The beautifully engineered set is flush with special features, but first, a brief overview of the drama itself, which opens in the politically charged aftermath of the season-one murders of both King Robert Baratheon and his right-hand man, Eddard “Ned” Stark. Currently sitting on the Iron Throne as monarch of the Seven Kingdoms of Westeros is vicious young Joffrey Baratheon (Jack Gleeson), whose nightmarish reign is threatened by widening (and accurate) rumors that he is actually the incestuous spawn of Queen Cersei Lannister (Lena Headey) and her twin brother, Jaime (Nikolaj Coster-Waldau).

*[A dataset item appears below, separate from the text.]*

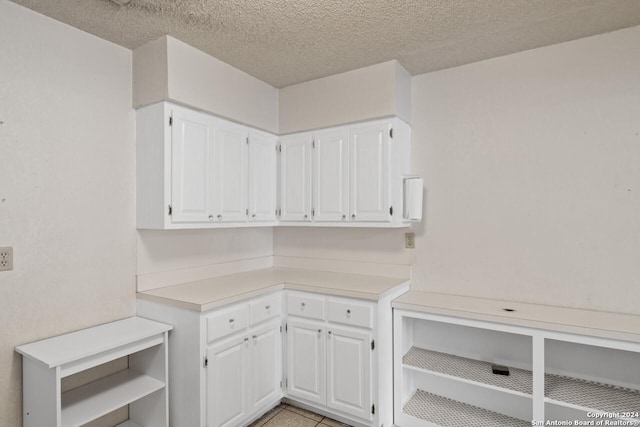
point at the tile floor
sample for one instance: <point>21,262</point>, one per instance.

The late King Robert’s sane and gentle-natured younger brother, Renly (Gethin Anthony), has wide popular support in his quest to unseat Joffrey and claim the throne, but Renly’s ruthless older brother, Stannis (Stephen Dillane) sees himself as the rightful heir and has aligned himself with a powerful priestess who commands dark magical powers. To the north, Robb Stark (Richard Madden), Ned’s son, has united his own strong army hellbent on protecting the autonomy of Winterfell and its environs, while his half-brother, Jon Snow (Kit Harington), ventures north of The Wall to investigate unnerving rumors that a new leader has arisen among the unpredictable wildlings of that region. Far to the east, Daenerys “Dani” Targaryen (Emilia Clarke) reaches the oasis city of Qarth, where she guards her three dragon hatchlings and plots her own return to power.

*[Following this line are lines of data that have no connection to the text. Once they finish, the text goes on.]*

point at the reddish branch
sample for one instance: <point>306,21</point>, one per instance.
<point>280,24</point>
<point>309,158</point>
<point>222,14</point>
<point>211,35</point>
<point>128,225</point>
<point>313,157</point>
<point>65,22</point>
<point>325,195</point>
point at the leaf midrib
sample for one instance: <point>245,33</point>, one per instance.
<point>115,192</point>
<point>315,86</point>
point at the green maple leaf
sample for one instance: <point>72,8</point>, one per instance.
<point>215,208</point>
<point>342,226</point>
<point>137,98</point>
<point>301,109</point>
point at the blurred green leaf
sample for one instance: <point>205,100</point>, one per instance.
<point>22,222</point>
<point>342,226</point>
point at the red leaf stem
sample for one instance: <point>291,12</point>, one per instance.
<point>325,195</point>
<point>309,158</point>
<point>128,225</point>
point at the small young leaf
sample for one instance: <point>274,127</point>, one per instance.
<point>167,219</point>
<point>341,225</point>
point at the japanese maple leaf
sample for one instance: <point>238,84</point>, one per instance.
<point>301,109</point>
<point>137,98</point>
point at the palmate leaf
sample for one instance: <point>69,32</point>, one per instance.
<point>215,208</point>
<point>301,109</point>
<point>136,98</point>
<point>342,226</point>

Back in King’s Landing, it falls to little Tyrion Lannister (Emmy winner Peter Dinklage), the true moral voice of Game of Thrones, to find some way to protect Joffrey’s subjects from his sadistic whims and keep his unstable nephew from permanently tarnishing the reputation of the Lannisters.
Things come to a head in episode 9, wherein Tyrion leads Joffrey’s army in a desperate defense of their city against a massive army that is bolstered by sorcery, a taut hour scripted by Game-master George R.R. Martin himself.

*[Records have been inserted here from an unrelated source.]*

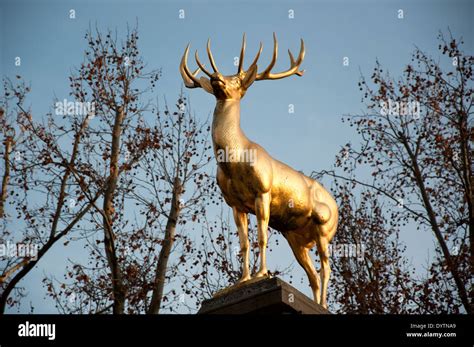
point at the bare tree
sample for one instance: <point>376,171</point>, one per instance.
<point>169,190</point>
<point>417,142</point>
<point>41,169</point>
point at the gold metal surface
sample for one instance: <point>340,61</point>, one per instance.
<point>253,182</point>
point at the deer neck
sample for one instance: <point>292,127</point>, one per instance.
<point>226,131</point>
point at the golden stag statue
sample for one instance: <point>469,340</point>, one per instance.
<point>290,202</point>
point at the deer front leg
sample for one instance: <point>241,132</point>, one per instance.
<point>262,212</point>
<point>240,219</point>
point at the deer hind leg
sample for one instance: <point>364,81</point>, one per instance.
<point>262,212</point>
<point>241,221</point>
<point>301,253</point>
<point>323,251</point>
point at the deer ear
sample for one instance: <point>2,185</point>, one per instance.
<point>206,85</point>
<point>250,76</point>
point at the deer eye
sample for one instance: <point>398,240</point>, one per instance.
<point>235,82</point>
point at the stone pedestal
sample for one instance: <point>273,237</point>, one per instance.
<point>263,296</point>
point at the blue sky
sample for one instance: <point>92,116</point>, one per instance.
<point>50,44</point>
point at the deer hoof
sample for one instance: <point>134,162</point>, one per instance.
<point>261,273</point>
<point>244,279</point>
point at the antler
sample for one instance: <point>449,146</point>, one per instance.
<point>293,70</point>
<point>190,79</point>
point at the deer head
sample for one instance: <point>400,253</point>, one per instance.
<point>235,86</point>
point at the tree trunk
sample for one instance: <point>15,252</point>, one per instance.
<point>161,267</point>
<point>6,175</point>
<point>108,215</point>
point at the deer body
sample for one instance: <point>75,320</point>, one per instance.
<point>279,196</point>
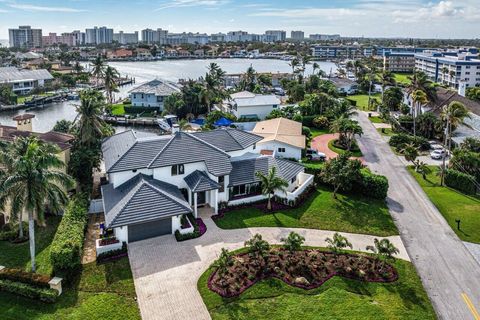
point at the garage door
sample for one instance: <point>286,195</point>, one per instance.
<point>149,230</point>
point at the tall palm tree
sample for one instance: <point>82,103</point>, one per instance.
<point>270,183</point>
<point>419,98</point>
<point>110,76</point>
<point>98,69</point>
<point>35,183</point>
<point>387,78</point>
<point>88,120</point>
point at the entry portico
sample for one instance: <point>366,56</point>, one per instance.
<point>202,190</point>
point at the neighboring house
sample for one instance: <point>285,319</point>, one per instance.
<point>470,126</point>
<point>23,81</point>
<point>24,129</point>
<point>344,85</point>
<point>250,105</point>
<point>153,93</point>
<point>154,181</point>
<point>282,138</point>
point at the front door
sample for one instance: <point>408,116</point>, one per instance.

You’ll spend more than nine hours just watching the events of the story as they originally aired on HBO last season, but you can easily invest even longer exploring the dragon’s hoard of special features included in this set. As the story unfolds, an in-episode guide lets you click and get background information on the characters, locations and background of the scene you’re watching, and each episode also includes audio commentaries by various members of the creative team, along with cast members including Dinklage, Clarke, Harington and Alfie Allen, whose rash, hotheaded Theon Greyjoy has a major storyline of his own.
There’s also a roundtable discussion in which Michelle Fairley (Catelyn Stark) and Liam Cunningham (Davos Seaworth, a new character) join Clarke, Harington and Headey for a chat offering a behind-the-scenes perspective on the season, as well as a short documentary on the staggering logistics that went into creating the Battle of Blackwater Bay in episode 9. You’ll also find a fascinating feature on the religions of Westeros, which begin to assume greater prominence during this season, a comprehensive interactive guide called “War of the Five Kings” that will help you follow the complex political and military forces at work, and an engrossing section called simply “Histories and Lore,” 19 animated histories detailing the mythologies of this world as told from varying perspectives of the characters themselves. The only downside of these supplementary material is that you’ll find yourself falling down the proverbial rabbit hole and losing several hours before you know it, so be sure to set aside adequate free time before you start exploring.